To provide Sega Channel, a cable company would need to install new equipment into their headend, integrate service authorization into their sales center, and purchase the game adapters. Game adapters were manufactured by Scientific Atlanta and General Instruments, with a cost to the cable operators of approximately $100 per unit. Additionally, many cable operators had to clean their broadcast signal in the head-end and all the way to "the pole" to ensure that the signal could be received. Sega, a gaming company, thus played a major role in improving infrastructure for future digital cable services, as well as broadband Internet access and digital telephone services. At its peak, Sega Channel was available to one-third of the United States and had 250,000 subscribers.
Sega Channel was not a video-on-demand service per se; rather, as the service's name would suggest, it actually was a broadcast channel, similar to premium broadcast channels which (at the time) required a separate piece of addressable cable converter equipment to access. The program code for the on-screen menus and the 50 available monthly games was continuously broadcast as a sort-of "sequential access" RF signal.

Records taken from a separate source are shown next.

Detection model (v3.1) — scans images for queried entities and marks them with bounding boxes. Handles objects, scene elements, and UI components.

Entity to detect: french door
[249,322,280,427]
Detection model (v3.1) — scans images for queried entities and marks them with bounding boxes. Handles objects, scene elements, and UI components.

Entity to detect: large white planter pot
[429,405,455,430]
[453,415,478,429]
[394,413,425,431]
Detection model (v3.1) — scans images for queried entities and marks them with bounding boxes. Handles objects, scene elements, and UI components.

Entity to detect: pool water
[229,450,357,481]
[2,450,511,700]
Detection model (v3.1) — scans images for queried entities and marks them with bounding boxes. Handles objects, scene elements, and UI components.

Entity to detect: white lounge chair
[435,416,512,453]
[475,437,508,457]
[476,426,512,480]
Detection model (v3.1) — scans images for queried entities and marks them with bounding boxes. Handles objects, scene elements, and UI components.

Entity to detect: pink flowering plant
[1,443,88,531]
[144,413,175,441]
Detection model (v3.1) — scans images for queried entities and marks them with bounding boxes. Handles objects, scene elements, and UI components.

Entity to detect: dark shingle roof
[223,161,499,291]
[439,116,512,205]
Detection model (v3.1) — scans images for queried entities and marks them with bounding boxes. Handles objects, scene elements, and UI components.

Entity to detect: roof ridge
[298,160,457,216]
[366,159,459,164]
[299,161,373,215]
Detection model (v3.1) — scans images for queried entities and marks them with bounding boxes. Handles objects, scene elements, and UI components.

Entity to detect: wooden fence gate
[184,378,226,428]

The menu system would be loaded into memory on power-up (which took about 30 seconds), and when a game was selected, the machine would "wait" for the requisite program code to be broadcast, then download it into volatile RAM. A downloaded game could not be garnered -- upon resetting or powering off the console, it was erased from memory, and the user was required to download it again, if desired. (The menu system would have to be re-loaded into memory also.)

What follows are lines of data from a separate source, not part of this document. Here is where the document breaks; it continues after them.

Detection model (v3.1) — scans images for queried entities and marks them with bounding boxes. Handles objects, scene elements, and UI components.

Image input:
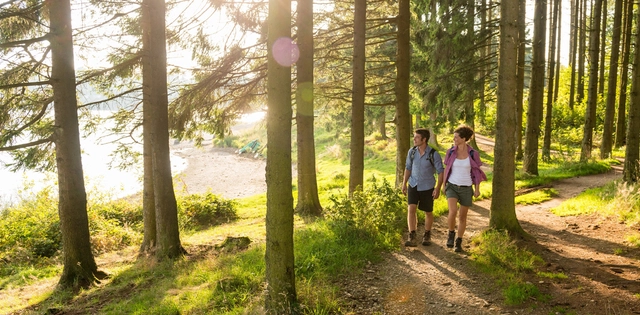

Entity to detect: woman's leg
[447,197,459,231]
[457,205,470,238]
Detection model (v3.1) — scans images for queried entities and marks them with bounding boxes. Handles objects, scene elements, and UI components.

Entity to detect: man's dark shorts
[408,185,434,212]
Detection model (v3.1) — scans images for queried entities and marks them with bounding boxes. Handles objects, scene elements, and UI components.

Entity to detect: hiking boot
[454,237,463,252]
[405,230,418,247]
[446,231,456,248]
[422,230,432,246]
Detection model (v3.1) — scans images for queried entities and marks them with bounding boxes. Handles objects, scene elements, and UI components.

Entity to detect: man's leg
[407,203,418,232]
[405,203,418,247]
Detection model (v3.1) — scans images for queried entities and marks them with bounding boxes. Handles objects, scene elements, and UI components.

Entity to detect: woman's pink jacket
[442,145,487,186]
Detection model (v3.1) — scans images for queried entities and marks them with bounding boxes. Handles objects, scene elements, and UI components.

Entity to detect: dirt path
[170,135,640,314]
[338,137,640,314]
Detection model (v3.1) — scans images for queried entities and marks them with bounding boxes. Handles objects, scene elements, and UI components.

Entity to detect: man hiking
[402,128,444,247]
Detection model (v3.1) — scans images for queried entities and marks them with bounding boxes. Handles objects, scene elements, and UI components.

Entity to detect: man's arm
[433,171,444,199]
[402,169,411,195]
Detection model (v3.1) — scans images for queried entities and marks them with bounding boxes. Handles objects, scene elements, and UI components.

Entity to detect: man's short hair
[415,128,430,141]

This method of accessing program content was very ahead of its time, and had only been tried once before, with Mattel's Intellivision platform. With all the electromagnetic "noise" inherent in older RG-59 coaxial cabling, downloading games could be problematic at times -- such noise could and did disrupt transmission of binary images 4-32 megabits in size (as well as the menu system). If this were to happen, the download would fail, in which case the user would be required to reset the console and try again.